Imagine you have just finished training a robot manipulation model. Now the real question begins: does this model genuinely understand the tasks, or is it just memorizing patterns from training data? You need an evaluation framework strict enough to tell these two cases apart — one that does not simply re-test on the training distribution but measures what kind of generalization the model has actually achieved.
VimaBench is that framework. Built alongside VIMA (ICML 2023), VimaBench provides 17 task templates — each instantiable into thousands of individual episodes by combining diverse object types and textures — and defines a 4-level evaluation protocol that measures precisely which kind of generalization a model has mastered.

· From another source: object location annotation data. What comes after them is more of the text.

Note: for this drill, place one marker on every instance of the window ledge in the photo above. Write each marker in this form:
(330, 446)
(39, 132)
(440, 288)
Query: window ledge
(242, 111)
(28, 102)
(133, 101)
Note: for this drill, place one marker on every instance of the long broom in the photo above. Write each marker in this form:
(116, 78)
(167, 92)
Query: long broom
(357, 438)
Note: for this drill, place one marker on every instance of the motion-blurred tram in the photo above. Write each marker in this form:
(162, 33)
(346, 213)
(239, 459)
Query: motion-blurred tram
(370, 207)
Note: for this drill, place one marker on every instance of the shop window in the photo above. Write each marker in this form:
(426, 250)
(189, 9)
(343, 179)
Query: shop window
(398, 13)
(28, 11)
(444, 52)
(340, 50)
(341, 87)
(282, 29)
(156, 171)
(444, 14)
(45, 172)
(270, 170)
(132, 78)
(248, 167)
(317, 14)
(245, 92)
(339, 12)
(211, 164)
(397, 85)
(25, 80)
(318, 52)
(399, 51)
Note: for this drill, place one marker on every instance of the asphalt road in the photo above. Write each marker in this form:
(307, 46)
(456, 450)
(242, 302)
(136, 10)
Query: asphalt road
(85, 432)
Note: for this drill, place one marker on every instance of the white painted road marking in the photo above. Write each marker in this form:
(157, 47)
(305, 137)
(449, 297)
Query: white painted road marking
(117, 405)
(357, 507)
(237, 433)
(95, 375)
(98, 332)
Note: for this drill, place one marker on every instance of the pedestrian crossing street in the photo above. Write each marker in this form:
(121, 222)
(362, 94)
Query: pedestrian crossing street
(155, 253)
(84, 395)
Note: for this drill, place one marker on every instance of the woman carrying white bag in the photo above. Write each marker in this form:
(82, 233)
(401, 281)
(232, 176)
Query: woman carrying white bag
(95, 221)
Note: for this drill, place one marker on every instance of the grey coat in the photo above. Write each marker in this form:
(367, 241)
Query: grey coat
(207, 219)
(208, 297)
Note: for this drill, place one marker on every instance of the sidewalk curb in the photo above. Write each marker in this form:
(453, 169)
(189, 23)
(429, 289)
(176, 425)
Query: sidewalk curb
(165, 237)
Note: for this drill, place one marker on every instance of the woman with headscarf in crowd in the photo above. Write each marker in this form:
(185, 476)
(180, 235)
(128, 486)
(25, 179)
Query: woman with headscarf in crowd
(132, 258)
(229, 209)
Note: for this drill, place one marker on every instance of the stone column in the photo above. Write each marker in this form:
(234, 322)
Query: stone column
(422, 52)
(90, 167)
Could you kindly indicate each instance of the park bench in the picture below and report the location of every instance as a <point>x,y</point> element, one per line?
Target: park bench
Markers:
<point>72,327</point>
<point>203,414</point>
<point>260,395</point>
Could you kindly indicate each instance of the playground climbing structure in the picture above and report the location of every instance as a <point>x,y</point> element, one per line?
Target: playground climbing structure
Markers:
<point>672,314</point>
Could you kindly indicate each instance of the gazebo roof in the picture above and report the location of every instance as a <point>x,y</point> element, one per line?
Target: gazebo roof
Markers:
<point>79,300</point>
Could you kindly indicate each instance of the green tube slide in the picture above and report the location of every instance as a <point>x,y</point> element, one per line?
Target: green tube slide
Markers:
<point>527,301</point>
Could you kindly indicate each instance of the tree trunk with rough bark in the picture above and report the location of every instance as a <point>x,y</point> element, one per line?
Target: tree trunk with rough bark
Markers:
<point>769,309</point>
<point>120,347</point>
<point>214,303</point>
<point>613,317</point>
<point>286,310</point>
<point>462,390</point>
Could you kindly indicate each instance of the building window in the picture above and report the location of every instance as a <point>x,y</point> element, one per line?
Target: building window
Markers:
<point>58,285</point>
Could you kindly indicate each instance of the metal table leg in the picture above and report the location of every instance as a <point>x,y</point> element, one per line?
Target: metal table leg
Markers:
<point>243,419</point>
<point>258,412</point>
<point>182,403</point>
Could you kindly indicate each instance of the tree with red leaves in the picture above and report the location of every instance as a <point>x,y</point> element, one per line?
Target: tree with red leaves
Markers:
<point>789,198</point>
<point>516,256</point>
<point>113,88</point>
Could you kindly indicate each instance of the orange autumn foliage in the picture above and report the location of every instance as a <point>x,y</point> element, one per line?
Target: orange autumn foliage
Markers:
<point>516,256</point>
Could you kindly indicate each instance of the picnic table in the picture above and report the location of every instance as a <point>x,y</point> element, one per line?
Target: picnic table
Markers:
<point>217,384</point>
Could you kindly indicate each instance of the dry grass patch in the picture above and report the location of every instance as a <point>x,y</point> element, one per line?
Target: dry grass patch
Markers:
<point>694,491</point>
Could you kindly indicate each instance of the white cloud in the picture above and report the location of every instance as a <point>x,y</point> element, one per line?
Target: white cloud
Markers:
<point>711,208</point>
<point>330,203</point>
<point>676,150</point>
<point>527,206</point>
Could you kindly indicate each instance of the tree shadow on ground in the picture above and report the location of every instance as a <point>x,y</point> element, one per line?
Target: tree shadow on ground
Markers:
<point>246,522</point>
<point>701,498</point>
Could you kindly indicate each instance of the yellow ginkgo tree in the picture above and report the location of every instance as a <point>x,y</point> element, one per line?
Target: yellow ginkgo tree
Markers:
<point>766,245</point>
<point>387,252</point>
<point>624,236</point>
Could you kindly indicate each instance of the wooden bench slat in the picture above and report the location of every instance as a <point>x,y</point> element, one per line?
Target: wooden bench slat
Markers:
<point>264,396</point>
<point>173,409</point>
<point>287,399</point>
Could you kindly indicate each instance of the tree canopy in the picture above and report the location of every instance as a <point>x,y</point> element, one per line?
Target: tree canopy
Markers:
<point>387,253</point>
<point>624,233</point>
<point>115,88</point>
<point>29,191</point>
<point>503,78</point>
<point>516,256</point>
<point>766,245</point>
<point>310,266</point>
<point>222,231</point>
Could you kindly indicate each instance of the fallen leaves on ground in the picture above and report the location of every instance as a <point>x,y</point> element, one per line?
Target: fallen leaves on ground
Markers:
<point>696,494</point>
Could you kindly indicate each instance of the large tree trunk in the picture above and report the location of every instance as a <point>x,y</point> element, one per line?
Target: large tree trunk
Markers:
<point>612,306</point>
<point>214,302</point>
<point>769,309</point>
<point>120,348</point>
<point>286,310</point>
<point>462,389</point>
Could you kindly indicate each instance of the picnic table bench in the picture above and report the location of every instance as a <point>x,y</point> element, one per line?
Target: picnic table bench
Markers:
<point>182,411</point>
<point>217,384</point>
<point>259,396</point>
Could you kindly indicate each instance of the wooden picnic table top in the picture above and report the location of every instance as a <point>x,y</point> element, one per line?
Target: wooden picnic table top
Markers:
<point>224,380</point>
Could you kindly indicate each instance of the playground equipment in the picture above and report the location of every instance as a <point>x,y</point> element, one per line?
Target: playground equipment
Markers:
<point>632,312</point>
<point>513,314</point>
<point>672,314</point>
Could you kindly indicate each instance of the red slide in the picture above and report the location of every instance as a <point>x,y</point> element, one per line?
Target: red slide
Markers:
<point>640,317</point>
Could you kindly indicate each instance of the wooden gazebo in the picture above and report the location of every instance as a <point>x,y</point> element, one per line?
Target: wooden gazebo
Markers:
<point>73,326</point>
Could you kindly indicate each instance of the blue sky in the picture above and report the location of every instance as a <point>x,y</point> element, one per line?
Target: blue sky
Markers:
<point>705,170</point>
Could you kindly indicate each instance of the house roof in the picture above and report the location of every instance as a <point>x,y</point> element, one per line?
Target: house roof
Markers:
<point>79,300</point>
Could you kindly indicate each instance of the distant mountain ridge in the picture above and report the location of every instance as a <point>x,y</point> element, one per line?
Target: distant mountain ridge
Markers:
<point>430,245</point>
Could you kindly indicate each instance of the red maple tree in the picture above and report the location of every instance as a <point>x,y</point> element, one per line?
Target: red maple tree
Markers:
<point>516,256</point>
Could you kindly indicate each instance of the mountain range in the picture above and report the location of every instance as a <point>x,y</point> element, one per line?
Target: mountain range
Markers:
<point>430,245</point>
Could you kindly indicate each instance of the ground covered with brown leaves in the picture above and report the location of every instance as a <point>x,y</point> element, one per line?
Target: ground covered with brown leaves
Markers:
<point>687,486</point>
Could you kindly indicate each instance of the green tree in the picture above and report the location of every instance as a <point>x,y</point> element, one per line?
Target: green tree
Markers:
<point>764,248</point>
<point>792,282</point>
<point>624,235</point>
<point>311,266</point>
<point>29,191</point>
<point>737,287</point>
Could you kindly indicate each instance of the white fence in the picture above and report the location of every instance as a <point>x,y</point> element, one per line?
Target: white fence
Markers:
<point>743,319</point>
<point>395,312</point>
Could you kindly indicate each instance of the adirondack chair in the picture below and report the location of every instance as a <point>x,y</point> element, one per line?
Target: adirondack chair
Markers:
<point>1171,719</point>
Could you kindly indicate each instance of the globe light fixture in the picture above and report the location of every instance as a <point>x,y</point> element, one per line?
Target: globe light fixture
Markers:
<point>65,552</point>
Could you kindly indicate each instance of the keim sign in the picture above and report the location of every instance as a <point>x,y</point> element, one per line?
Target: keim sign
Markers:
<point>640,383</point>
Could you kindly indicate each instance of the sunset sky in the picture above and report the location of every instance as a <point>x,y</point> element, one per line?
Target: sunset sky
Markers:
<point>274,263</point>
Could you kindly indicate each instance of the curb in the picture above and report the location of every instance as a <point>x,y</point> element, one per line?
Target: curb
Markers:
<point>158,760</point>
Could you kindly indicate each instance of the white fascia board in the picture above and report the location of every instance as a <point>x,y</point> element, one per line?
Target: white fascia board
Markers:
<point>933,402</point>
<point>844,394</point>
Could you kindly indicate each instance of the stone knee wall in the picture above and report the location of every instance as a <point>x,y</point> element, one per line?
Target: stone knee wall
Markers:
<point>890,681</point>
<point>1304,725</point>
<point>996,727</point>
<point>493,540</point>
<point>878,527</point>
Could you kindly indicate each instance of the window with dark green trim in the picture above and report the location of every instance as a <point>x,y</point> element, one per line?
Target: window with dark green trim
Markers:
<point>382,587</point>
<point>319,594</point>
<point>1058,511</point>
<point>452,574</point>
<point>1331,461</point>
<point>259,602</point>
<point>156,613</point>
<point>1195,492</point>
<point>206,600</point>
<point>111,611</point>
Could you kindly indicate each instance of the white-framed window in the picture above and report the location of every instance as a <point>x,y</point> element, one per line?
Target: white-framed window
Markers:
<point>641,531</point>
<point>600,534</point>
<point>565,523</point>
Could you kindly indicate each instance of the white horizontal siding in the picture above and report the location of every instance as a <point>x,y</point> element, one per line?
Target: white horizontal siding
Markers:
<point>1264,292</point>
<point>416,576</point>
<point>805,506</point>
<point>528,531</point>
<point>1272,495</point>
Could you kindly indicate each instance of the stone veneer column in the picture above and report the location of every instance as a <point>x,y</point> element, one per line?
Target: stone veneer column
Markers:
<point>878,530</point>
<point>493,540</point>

This post walks you through the full pipeline: installing VimaBench, running the 200M checkpoint demo, understanding the 17 tasks across 6 functional groups, and analyzing each of the 4 evaluation levels — from placement_generalization (easiest) to novel_task_generalization (hardest). By the end, you will understand why Level 4 is the only number worth caring about when the goal is deploying VIMA on a real humanoid robot.
Series Roadmap
This is post 2 of 5 in the VIMA: Multimodal Prompts for Humanoid Robot Manipulation series:
| Post | Topic |
|---|---|
| Post 1: Cross-Attention Architecture | XAttn GPT + T5 Encoder — why cross-attention wins |
| Post 2 (you are here) | VimaBench: 17 Tasks and the 4-Level Protocol |
| Post 3: Object Tokenizer | From raw pixels to object tokens via Mask R-CNN + ViT |
| Post 4: Dataset 650K | Multi-task data collection at scale |
| Post 5: Humanoid Adaptation | Scaling VIMA to high-DoF humanoid hands |
Installing VimaBench
System Requirements
- Python ≥ 3.9
- Git
- ≥ 4 GB RAM (for PyBullet simulation environment)
- GPU optional for running single-episode demos
Installation
# Step 1: Clone the VimaBench repo
git clone https://github.com/vimalabs/VimaBench
cd VimaBench
# Step 2: Install in editable mode (required for `import vima_bench`)
pip install -e .
Verify the installation in Python:
from vima_bench import make, PARTITION_TO_SPECS
# Check: list all available evaluation partitions
partitions = list(PARTITION_TO_SPECS["test"].keys())
print(partitions)
# Output: ['placement_generalization', 'combinatorial_generalization',
# 'novel_object_generalization', 'novel_task_generalization']
A clean import with no errors means you are ready to go.
Downloading Checkpoints
VimaBench does not bundle model checkpoints — they live in the main VIMA algorithm repository:
# Clone the VIMA algorithm repo
git clone https://github.com/vimalabs/VIMA
cd VIMA
# Create a checkpoint directory
mkdir -p ckpts
# Download the 200M checkpoint (best performance)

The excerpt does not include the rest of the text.